The Economics Of The Brick Cycle and Its Effects on Firm and Industry Structure
d) Costs of Varying Output of Firms
Once oligopolistic markets and multi-works firms exist in the brick industry, the relative price stability they create allows yards to alter the number of bricks they sell, by maintaining in-yard stockpiles. In addition, yards are more able to close temporarily and re-open later. This section, attempts to show how yards that are part of a larger financial unit are able to enjoy some cost advantages over smaller firms when production levels have to be varied in this way.
i) Stockpiling Bricks
The improved price stability present in oligipolistic markets means that firms trading in them, when faced with decreased demand and falling prices, are not forced to try and maintain full capacity by decreasing their prices further.

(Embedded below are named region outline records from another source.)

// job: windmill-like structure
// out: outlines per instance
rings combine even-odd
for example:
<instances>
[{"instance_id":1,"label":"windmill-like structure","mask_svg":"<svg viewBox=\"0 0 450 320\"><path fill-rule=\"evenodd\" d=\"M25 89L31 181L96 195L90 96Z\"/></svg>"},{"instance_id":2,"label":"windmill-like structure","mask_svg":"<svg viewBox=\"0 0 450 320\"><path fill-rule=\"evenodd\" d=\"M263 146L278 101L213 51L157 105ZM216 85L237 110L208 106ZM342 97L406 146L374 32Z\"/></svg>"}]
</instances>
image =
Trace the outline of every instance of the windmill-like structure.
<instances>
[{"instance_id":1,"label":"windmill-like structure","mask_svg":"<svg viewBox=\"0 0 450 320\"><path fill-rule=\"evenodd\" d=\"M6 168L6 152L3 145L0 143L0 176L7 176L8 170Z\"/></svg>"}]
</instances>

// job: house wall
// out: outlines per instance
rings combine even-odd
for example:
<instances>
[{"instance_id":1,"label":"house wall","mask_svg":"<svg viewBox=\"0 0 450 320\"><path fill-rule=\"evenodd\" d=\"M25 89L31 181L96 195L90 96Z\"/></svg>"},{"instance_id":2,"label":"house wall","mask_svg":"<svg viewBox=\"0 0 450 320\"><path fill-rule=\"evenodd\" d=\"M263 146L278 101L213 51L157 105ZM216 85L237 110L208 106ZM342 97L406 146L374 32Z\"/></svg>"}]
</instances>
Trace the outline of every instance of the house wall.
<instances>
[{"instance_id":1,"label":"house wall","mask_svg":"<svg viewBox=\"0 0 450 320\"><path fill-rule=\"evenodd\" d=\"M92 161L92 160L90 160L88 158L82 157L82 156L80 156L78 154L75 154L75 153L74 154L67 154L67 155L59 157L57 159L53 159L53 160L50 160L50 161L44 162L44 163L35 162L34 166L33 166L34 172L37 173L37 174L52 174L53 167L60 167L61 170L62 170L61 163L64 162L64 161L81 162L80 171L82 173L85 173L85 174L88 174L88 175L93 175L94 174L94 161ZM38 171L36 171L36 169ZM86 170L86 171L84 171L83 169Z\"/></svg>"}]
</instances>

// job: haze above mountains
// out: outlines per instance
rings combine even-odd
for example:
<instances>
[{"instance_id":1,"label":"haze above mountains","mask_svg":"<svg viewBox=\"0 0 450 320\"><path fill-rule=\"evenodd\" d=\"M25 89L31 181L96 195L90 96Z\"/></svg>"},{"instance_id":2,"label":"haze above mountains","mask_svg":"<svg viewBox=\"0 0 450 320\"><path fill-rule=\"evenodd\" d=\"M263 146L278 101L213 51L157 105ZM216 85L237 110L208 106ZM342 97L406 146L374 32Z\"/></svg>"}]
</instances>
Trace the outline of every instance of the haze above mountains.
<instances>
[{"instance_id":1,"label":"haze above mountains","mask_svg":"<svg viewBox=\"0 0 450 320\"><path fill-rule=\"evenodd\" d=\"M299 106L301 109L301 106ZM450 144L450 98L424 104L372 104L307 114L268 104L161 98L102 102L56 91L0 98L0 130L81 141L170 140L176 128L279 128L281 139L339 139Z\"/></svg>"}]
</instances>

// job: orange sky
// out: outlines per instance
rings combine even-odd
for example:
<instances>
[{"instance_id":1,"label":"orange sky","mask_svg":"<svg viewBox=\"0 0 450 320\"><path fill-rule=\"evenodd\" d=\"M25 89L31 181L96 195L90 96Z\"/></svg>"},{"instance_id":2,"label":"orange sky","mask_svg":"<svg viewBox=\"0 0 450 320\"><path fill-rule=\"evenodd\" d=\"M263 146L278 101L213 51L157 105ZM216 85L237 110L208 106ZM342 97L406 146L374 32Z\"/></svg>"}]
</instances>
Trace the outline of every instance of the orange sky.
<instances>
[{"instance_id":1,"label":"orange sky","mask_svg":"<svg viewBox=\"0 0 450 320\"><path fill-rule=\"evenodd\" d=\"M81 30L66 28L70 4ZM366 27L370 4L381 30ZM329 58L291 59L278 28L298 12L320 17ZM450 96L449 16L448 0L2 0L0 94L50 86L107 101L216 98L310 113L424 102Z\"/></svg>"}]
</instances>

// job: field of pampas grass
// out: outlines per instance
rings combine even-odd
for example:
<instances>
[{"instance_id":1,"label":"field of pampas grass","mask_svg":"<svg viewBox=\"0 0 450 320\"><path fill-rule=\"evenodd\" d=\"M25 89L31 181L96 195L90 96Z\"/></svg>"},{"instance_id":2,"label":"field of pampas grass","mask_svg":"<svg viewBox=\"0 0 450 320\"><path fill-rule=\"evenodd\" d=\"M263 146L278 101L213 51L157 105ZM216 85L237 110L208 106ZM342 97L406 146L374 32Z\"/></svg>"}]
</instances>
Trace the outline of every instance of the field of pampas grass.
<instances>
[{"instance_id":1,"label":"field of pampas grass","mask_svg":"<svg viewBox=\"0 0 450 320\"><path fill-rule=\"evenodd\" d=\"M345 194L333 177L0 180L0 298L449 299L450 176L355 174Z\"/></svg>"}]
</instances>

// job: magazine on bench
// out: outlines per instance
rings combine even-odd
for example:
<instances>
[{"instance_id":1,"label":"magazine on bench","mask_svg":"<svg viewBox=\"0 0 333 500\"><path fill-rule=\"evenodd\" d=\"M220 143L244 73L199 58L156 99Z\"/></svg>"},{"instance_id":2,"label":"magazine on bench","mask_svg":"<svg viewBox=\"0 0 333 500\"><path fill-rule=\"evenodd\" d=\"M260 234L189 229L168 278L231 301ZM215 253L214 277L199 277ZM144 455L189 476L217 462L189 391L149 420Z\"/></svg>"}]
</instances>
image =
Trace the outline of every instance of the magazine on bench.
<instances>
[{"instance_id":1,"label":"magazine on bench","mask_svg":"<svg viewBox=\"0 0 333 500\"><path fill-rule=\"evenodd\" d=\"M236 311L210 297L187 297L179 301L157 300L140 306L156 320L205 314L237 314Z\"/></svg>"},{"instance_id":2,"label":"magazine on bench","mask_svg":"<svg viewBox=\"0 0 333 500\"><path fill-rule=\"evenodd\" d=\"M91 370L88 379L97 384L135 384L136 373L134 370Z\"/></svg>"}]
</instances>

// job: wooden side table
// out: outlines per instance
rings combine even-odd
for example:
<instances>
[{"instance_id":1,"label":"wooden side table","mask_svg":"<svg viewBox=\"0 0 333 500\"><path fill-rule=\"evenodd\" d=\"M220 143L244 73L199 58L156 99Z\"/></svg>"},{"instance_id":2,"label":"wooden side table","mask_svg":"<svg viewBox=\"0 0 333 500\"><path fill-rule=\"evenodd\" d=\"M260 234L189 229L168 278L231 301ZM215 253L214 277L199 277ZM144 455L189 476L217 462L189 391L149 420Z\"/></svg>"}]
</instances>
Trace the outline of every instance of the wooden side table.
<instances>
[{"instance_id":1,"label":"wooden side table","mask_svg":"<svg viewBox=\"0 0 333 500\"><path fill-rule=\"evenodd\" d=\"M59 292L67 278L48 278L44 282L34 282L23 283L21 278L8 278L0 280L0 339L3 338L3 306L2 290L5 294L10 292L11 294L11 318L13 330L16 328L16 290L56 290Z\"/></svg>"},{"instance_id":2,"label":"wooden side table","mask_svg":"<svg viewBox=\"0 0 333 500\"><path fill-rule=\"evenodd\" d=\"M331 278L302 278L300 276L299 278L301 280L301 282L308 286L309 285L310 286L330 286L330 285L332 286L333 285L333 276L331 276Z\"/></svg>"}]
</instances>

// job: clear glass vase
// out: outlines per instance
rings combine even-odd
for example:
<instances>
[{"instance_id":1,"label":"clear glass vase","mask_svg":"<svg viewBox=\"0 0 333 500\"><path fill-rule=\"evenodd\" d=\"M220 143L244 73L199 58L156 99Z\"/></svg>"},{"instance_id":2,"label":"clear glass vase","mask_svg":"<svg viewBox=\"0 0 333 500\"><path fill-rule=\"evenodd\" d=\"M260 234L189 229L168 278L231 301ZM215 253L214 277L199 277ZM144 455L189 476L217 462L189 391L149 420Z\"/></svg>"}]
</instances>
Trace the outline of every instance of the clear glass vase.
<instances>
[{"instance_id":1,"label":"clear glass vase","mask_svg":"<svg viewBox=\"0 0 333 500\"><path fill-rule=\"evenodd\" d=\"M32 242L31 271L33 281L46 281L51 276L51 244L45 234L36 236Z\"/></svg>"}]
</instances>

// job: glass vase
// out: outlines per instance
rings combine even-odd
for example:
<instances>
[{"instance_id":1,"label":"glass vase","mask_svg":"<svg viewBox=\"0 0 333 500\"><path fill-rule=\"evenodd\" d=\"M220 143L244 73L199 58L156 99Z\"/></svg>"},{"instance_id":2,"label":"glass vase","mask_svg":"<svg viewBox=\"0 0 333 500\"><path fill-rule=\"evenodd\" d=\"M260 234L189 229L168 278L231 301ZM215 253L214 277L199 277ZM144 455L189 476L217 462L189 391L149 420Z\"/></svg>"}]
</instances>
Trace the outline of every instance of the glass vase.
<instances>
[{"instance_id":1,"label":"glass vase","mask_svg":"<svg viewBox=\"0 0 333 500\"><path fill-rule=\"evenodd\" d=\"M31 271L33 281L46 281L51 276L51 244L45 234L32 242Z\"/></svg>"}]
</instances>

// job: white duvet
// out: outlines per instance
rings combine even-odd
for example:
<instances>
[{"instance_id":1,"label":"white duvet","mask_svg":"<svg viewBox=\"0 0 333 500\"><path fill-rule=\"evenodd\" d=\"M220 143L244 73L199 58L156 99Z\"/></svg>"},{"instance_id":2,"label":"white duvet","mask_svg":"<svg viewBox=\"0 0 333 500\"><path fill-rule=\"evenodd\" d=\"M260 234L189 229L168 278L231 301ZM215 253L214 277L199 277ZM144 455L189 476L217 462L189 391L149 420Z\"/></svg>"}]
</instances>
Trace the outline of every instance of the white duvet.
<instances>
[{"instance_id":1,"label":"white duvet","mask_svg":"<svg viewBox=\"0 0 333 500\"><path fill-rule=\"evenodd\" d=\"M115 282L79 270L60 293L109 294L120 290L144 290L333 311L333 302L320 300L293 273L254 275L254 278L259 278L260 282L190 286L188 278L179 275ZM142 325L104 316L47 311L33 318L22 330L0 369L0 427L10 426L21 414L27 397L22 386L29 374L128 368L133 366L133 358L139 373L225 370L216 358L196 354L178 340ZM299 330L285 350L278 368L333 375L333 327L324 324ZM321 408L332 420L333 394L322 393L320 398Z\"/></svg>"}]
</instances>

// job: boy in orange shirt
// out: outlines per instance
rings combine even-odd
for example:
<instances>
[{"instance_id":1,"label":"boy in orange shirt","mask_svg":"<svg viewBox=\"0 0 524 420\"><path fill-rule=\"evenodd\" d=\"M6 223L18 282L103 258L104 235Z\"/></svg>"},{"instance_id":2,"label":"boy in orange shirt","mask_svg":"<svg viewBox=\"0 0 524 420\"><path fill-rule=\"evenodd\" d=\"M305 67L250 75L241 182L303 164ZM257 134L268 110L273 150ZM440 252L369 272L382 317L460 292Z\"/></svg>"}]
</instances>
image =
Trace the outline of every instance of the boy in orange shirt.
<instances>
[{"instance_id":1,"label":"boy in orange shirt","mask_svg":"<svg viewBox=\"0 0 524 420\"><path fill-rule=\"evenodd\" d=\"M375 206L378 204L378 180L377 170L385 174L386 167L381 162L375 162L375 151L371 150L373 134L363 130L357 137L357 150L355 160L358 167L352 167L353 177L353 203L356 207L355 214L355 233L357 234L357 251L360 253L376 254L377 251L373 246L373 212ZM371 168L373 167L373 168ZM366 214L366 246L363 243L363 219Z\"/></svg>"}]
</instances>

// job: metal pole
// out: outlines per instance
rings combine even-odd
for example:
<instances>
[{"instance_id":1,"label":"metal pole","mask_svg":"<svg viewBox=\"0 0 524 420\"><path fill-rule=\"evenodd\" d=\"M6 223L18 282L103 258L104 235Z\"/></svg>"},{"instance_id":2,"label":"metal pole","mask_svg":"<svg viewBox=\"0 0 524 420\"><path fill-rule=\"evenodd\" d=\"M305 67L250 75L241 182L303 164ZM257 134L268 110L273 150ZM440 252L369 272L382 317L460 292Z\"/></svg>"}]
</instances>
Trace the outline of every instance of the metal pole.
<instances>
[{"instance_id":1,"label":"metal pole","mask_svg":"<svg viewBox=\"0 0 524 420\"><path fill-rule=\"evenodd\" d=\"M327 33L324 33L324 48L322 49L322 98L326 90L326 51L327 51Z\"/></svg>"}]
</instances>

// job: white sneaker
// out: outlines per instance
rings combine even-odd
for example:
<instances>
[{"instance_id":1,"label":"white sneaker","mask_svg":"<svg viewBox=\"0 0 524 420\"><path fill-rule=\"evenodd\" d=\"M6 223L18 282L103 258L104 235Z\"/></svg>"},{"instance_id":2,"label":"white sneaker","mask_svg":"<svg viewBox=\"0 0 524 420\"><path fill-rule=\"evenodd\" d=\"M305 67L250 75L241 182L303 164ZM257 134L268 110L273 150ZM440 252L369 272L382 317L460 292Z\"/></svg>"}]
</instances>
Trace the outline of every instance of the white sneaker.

Instead, they will use the “extra” revenue received from the bricks they do sell to finance maintenance of production at full capacity, and then stockpile the bricks they do not sell, such stockpiles are an important source of profits for two reasons:
(1. M & MC. LBC and Ibstock Johnsen. 1983, Para 2. 40).
i) The bricks placed in the stockpile can be considered to be those bricks produced with the lowest marginal costs, for instance those produced between 75% capacity and full capacity. ii) The bricks from the stockpile can be sold off when demands, and therefore prices, are relatively high.
Stockpiles of bricks cost money to build up however. This is equal to the rate of interest on the funds borrowed to pay for the extra bricks which make up the stockpile. As such, the larger the stockpile, the higher this unit cost becomes since the average time each brick spends in the stockpile will increase. If this interest burden is treated as a cost of production, then it will be seen that bricks will no longer be stockpiled when their total cost (average marginal costs + storage costs + interest) exceeds their total expected revenue.
Multi-works firms, particularly those that are part of larger holding companies will be able to stockpile bricks for longer than single-works firms for two reasons: i) The firms represent lower risks to banks (who, because of the risks associated with stockpiling bricks, do not like to finance stockpiles anyway), and are thus able to obtain lower rates of interest in the funds they borrow; for this reason, large firms are able to profitably stockpile bricks for longer. ii) Firms with interests outside the brick industry will be able to use cash flows from these interests to build up stockpiles.
For these reasons, larger firms will be able to continue stockpiling bricks for longer, and thus will make larger profits when an upturn in demand appears. They may also avoid having to temporarily close the plant, and thus save on the associated costs involved in doing so. No estimate as to the size of savings made by larger firms could be made however.